Unruly Hills examines the intersection of environmental and ethnic politics in the Indian state of Meghalaya. Based on extensive fieldwork, the author traces the entanglements of forest management, mining and territorial conflicts with local demands for indigenous sovereignty and rebellious aspirations for ethnic homelands. Massive extractions of limestone; controversies over uranium deposits; and the Supreme Court ban on logging apply to the cases specifically explored.

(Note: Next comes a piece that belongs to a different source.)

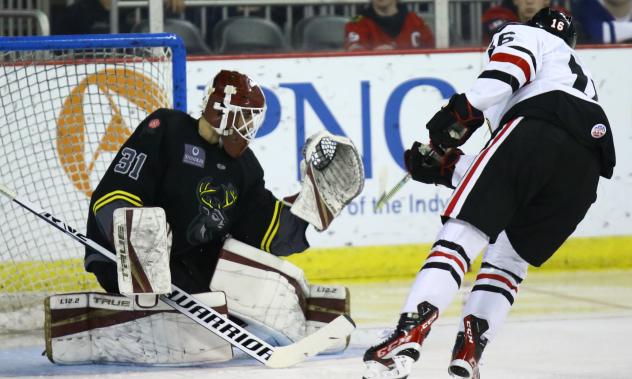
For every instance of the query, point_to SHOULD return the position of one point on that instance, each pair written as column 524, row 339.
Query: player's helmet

The book will be of interest to students of anthropology, political ecology and environmental history as well as to those concerned with development and the rights of indigenous peoples.
ContentsIntroduction
1. Nature and Nation
2. Elusive Forests
3. Shifting Land Rights
4. Mining Matters
5. Indigenous Governance
6. Political Ecology at the Frontier
Bibliography
Index


Bengt G. Karlsson is Associate Professor in Social Anthropology at Stockholm University. His main research interests concern the politics of nature and identity, especially in relation to indigenous peoples’ movements in India. He is author of Contested Belonging: An Indigenous People’s Struggle for Forest and Identity in Sub-Himalayan Bengal (2000) and co-editor of Indigeneity in India (2006) with T.B. Subba.